Harvard Logo


Project Guidelines and Due Dates

Announcements:

Please email Yiling and Alice your presentation files by midnight of Sunday December 5.

Students will be giving brief project presentations at 1pm-3pm on Monday December 6 in MD221. Every project presentation will be 8 minutes long (7 minutes presentation + 1 minute Q&A). Students are required to attend the project presentations.

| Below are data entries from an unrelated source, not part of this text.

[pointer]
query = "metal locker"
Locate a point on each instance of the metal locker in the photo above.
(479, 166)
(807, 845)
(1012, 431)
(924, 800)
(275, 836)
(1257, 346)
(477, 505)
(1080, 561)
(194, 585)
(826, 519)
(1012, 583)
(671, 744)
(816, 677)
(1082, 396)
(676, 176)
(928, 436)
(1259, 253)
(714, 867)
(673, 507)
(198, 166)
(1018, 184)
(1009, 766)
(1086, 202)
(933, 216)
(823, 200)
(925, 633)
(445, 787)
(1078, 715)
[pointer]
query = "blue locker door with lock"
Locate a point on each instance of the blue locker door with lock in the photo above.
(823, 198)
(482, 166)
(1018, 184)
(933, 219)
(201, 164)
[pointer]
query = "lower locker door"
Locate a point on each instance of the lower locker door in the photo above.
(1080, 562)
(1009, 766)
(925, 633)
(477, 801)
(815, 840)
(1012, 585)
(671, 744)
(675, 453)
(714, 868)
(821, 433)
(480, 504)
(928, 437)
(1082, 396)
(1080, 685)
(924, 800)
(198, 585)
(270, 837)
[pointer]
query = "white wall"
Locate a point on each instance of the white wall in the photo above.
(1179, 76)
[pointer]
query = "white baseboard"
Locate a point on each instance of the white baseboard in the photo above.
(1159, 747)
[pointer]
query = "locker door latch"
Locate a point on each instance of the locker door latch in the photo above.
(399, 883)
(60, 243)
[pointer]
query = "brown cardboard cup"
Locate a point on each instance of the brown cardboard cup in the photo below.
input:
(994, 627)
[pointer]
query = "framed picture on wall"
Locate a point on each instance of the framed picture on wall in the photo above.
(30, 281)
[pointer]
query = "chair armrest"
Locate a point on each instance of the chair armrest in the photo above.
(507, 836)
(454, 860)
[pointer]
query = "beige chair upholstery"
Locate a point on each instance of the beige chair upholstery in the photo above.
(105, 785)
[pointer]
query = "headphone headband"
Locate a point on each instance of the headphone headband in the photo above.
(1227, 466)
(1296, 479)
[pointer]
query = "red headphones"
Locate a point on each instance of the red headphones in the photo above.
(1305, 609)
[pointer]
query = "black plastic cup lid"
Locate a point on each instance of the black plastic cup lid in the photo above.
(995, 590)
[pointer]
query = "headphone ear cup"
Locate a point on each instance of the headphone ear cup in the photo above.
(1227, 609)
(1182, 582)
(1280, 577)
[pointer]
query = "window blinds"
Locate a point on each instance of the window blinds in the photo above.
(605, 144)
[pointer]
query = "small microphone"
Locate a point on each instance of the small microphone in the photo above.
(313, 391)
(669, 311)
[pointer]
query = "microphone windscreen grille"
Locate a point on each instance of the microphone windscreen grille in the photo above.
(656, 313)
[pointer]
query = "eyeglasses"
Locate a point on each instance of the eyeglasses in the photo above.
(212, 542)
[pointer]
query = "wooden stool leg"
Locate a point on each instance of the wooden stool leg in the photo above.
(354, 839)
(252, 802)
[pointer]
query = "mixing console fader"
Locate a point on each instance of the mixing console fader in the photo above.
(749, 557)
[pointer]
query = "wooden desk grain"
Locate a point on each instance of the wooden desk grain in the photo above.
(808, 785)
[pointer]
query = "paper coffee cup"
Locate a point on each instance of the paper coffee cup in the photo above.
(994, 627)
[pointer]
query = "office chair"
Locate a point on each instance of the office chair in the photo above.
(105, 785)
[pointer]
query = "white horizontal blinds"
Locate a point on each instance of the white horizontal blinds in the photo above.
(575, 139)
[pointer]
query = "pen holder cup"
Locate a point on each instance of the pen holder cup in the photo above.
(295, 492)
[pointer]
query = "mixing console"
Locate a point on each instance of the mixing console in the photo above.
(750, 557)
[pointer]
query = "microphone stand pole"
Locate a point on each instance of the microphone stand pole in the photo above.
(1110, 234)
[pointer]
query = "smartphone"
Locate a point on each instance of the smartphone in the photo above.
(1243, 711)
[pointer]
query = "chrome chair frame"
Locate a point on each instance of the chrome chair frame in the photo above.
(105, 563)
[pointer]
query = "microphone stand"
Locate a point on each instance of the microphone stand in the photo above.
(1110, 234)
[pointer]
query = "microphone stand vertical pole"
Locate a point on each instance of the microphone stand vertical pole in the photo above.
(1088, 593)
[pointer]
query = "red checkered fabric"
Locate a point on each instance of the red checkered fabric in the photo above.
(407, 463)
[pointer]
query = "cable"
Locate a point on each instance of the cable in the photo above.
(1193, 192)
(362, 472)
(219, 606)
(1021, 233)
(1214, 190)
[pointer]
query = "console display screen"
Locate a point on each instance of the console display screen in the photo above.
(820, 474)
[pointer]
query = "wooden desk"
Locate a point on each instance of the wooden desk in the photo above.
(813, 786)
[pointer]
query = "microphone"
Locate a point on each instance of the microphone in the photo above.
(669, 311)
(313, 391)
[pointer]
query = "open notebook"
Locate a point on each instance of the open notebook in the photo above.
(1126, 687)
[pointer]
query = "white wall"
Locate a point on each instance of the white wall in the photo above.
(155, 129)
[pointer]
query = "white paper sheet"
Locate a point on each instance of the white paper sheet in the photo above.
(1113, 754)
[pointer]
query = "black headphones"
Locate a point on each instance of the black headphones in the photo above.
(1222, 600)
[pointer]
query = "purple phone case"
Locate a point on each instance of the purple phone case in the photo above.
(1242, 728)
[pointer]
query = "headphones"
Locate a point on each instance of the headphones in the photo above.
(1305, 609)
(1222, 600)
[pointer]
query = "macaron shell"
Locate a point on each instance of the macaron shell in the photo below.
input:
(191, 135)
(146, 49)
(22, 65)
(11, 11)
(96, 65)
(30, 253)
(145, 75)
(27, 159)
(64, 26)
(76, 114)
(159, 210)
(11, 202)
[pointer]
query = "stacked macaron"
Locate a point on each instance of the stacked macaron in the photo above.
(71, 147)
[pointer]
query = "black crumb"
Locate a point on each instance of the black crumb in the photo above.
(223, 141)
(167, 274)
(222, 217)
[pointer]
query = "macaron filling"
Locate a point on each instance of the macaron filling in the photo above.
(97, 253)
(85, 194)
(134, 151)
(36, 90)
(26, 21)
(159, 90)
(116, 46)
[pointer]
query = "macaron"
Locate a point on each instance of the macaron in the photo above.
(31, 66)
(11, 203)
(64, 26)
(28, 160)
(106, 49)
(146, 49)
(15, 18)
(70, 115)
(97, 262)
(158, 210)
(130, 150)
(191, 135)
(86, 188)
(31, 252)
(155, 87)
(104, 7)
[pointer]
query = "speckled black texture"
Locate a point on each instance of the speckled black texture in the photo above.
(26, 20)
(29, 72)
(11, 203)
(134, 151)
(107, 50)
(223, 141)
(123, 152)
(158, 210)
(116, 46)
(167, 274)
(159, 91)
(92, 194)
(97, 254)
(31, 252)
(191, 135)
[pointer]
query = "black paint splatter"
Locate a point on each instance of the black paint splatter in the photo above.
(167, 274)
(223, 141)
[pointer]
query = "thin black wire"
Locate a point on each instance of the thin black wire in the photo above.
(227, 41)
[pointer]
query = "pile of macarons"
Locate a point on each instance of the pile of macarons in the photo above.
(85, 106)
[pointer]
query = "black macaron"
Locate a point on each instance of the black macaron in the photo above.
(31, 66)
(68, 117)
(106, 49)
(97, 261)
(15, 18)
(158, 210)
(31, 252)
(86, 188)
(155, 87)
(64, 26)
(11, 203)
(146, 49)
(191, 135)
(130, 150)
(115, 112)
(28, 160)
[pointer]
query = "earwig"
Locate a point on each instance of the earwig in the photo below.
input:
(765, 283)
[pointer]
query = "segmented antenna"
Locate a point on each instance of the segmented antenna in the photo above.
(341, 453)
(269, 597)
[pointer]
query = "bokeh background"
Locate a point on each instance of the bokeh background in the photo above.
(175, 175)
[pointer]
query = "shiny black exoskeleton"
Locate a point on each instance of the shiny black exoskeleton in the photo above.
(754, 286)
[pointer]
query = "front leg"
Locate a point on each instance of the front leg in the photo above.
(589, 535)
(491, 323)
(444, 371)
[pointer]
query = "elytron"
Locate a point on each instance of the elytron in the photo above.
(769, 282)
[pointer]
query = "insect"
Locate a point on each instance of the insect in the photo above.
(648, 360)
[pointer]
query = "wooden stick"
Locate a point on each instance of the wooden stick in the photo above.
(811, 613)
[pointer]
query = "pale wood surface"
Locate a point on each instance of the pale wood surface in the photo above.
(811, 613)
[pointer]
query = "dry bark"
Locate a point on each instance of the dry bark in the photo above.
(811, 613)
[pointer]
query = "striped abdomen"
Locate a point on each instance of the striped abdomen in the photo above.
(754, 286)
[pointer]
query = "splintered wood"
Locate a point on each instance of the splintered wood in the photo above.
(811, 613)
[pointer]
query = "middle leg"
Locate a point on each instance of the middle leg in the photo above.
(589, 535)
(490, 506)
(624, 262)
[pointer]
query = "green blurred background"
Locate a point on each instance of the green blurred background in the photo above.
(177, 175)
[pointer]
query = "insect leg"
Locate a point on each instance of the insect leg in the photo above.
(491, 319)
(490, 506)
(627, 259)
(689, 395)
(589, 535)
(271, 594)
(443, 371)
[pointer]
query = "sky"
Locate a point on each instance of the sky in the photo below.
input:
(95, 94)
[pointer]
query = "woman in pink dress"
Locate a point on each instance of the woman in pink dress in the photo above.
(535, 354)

Tentative project due dates:

For project proposals, students must include the following four sections for non-exposition papers:

  1. Describe at a high level what you will do and how does it relate to the material covered in class? Citations to related work and a description about how your proposed work relates.
  2. Define the exact problem you will be studying as carefully and completely as you can. E.g. if a theory problem - give a concrete problem definition. If an experimental problem, what code will you write, what simulations will you run, and what graphs will you generate?
  3. State the concrete first two steps in moving forward with your project. What could you start tomorrow?
  4. What is unclear to you? What can we help with? (E.g., did you find a related literature, do you need help with scoping the work, is there something that you're confused about?)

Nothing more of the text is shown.